We are still humans with emotional connections to things, places and people. Mass merchandising and advertising try to play off these emotions — and, in the context of the location, can work well. But what can you really expect from email, a digital medium where users spend less than three to five seconds viewing something that’s one of 100 they get every day? Why do we put so much effort into rich content if email is simply an interstitial with filtering?
If you are like many marketers, you are thinking about the impact points and trying to optimize that moment — maybe trying to time it, or even trying to be remotely contextual with types of information that would capture consumers’ attention for that brief moment. This is what I call “optimizing the minority.”
In the grand funnel of marketing, you start with an audience of, let’s say, 100. The ISP gatekeepers let 95-98 see an email — and, depending on your reputation, anywhere from 10%-15% could be in the SPAM /JUNK folder, so conservatively, so let’s say you start with an audience of 90.
In most commercial environments, 20%-30% is a good viewership (meaning people actually saw an image) and people actually taking action is anywhere from 1% to 10%. To optimize the minority, you are essentially putting an effort toward nine to 10 addresses for every 100 people on your list. Not bad compared to direct marketing trends and direct mail.
While life isn’t that logical, the math makes it easier to understand why email gets such a small percent of the budget. Unlike media, where there’s an infinite audience (You can buy as big an audience as your budget will allow), email has a fixed audience that swells and shrinks at various times, but usually not more than 1%-3% a month. I’m not rationalizing media over email by an means, but the fact is, with media you get one shot. With email you can think about conditioning and how content impacts a long-tail view of engagement.
The million-dollar question for most leaders is, what is that point where you can justify doing more — and what is the more? With such a short window of payback, many resort to optimizing the minority vs. a long-tail view of content, syndication and engagement. Is it because we are lacking the ability to sell it? Lacking the ability to justify it?
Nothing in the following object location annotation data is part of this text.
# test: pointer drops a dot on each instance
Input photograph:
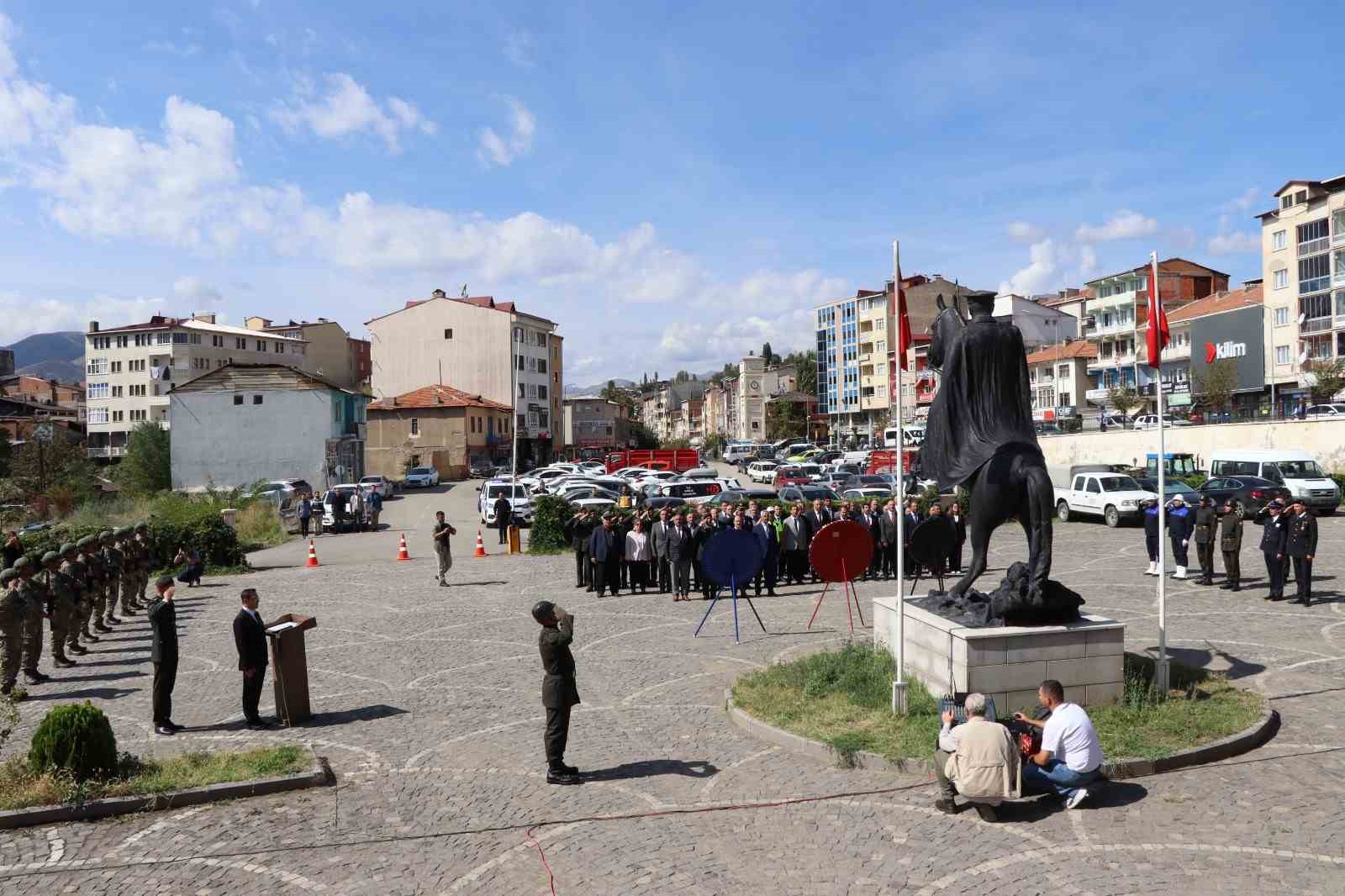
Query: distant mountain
(55, 356)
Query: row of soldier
(643, 549)
(76, 589)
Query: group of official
(1289, 542)
(665, 551)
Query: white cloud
(1232, 244)
(195, 289)
(504, 151)
(1024, 230)
(1123, 225)
(347, 108)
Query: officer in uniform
(1273, 546)
(11, 630)
(1231, 544)
(1301, 546)
(113, 562)
(558, 689)
(34, 609)
(1205, 521)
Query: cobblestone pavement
(428, 707)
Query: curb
(318, 775)
(1232, 746)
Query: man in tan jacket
(978, 761)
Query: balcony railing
(1313, 246)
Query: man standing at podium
(251, 640)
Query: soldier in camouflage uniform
(112, 561)
(62, 602)
(34, 609)
(11, 630)
(78, 572)
(98, 587)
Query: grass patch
(844, 698)
(24, 788)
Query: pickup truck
(1114, 497)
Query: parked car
(520, 498)
(1248, 493)
(421, 478)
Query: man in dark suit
(251, 640)
(558, 689)
(605, 548)
(163, 654)
(1301, 546)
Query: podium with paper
(289, 667)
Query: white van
(1295, 470)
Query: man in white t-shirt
(1069, 756)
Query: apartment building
(1304, 273)
(483, 347)
(1116, 311)
(131, 370)
(333, 354)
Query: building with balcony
(486, 347)
(242, 423)
(1116, 309)
(129, 370)
(1304, 279)
(436, 427)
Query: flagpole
(1156, 362)
(899, 687)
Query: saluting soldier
(1301, 546)
(34, 609)
(1273, 546)
(61, 602)
(11, 630)
(114, 564)
(1204, 535)
(1231, 544)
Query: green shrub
(76, 737)
(548, 535)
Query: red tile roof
(436, 397)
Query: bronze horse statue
(979, 435)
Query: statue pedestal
(1008, 662)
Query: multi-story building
(595, 423)
(1304, 272)
(484, 347)
(333, 354)
(1116, 311)
(131, 370)
(1058, 377)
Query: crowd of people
(1288, 546)
(663, 551)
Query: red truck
(674, 459)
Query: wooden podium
(289, 667)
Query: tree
(1123, 398)
(1215, 385)
(145, 467)
(1328, 378)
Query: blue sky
(672, 183)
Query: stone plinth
(1008, 662)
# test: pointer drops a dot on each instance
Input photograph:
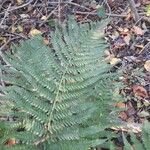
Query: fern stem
(55, 101)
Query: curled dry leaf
(10, 142)
(123, 116)
(137, 30)
(115, 61)
(140, 91)
(34, 32)
(127, 39)
(120, 105)
(147, 65)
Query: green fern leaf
(58, 93)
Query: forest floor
(128, 36)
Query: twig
(18, 7)
(94, 13)
(147, 19)
(49, 15)
(134, 10)
(145, 47)
(59, 11)
(6, 14)
(71, 3)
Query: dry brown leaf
(140, 91)
(139, 46)
(34, 32)
(127, 39)
(120, 105)
(147, 65)
(137, 30)
(145, 2)
(20, 28)
(46, 41)
(123, 116)
(43, 18)
(10, 142)
(115, 61)
(19, 2)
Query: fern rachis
(57, 92)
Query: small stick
(94, 13)
(134, 10)
(6, 14)
(15, 8)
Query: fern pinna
(58, 94)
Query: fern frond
(59, 92)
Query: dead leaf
(140, 91)
(147, 65)
(123, 116)
(44, 18)
(145, 2)
(139, 46)
(120, 105)
(10, 142)
(20, 28)
(127, 39)
(34, 32)
(46, 41)
(19, 2)
(137, 30)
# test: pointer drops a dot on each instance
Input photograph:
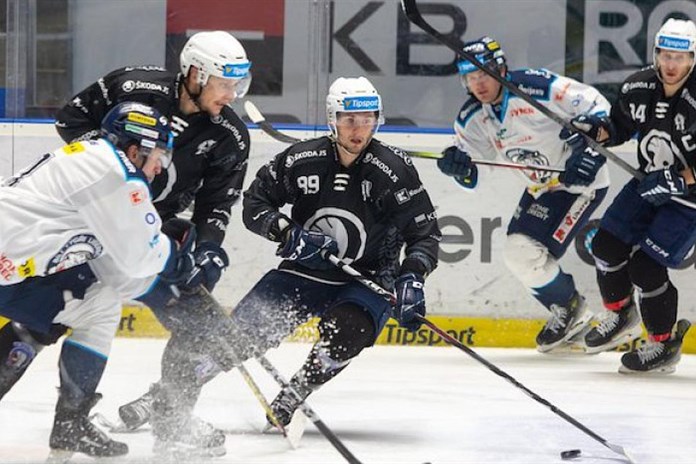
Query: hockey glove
(590, 124)
(658, 187)
(181, 262)
(210, 262)
(583, 163)
(410, 300)
(457, 163)
(307, 248)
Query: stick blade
(253, 112)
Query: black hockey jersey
(666, 127)
(210, 154)
(371, 208)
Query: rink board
(502, 333)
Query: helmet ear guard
(352, 95)
(219, 54)
(134, 123)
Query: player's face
(217, 93)
(151, 165)
(482, 86)
(674, 66)
(355, 130)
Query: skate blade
(573, 343)
(57, 456)
(113, 426)
(178, 452)
(566, 348)
(626, 339)
(664, 370)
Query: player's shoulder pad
(470, 107)
(307, 151)
(641, 81)
(232, 126)
(144, 79)
(534, 82)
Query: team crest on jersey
(531, 157)
(7, 267)
(345, 227)
(78, 250)
(659, 151)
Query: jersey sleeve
(118, 209)
(269, 191)
(222, 185)
(414, 215)
(80, 118)
(571, 98)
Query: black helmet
(134, 123)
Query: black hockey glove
(590, 124)
(210, 262)
(658, 187)
(457, 163)
(307, 248)
(181, 261)
(410, 300)
(583, 163)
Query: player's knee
(608, 250)
(646, 273)
(345, 330)
(529, 260)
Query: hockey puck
(570, 454)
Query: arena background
(51, 49)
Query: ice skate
(73, 432)
(614, 328)
(181, 436)
(565, 322)
(656, 357)
(138, 412)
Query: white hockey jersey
(516, 131)
(74, 205)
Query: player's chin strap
(457, 344)
(194, 97)
(210, 301)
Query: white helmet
(676, 35)
(352, 94)
(216, 53)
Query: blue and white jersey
(75, 205)
(515, 131)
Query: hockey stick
(389, 296)
(308, 411)
(259, 119)
(210, 302)
(413, 14)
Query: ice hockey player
(659, 104)
(552, 209)
(351, 196)
(80, 233)
(211, 149)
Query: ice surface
(400, 405)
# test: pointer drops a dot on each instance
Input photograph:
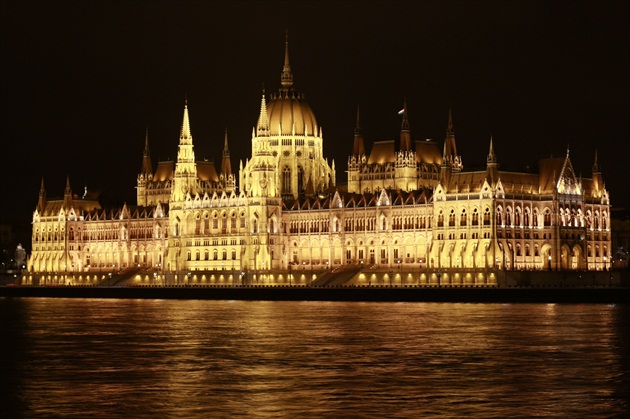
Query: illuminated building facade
(407, 206)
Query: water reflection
(312, 359)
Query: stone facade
(406, 206)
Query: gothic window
(286, 180)
(300, 179)
(526, 218)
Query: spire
(41, 203)
(492, 167)
(595, 165)
(491, 159)
(450, 156)
(68, 189)
(226, 166)
(67, 196)
(185, 136)
(263, 119)
(405, 135)
(286, 78)
(147, 168)
(359, 147)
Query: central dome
(289, 109)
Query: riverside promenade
(459, 294)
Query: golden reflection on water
(315, 359)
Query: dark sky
(82, 80)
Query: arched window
(286, 180)
(526, 218)
(300, 179)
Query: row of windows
(215, 255)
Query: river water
(173, 358)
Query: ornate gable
(567, 181)
(383, 198)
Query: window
(286, 180)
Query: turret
(67, 195)
(405, 133)
(147, 168)
(358, 149)
(450, 156)
(286, 78)
(226, 165)
(492, 166)
(597, 178)
(41, 203)
(185, 176)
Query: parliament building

Or is there just not enough hands on deck to think past the 10%?
What I like about publishers is they are primarily focused on monetizing the reader. In order to do that, they must have a solid content strategy, they must syndicate content frequently, they have to think about the reader and what device and medium to use. If someone doesn’t read, click or engage with their content, they will not make money.
I believe retailers are simply publishers in sheep’s clothing. While the objectives are different — engagement vs. purchase — all major retailers are moving in the direction of original content.. This is the day and age of online reviews, virtual shelfs and webrooming.
While I don’t believe consumers will shift overnight to a content strategy from retailers, I do believe there is more value exchange to this approach than with coupons and discounts, since the core motivation is to communicate with a consumer. Retail brands need to think about engagement, and begin to act like it’s important. The retailer-shopper relationship is much broader and deeper than ever.
In 2016, think about how to engage the 90%, and find ways to internally monetize those strategies. We are in a newer world than we were 30 seconds ago.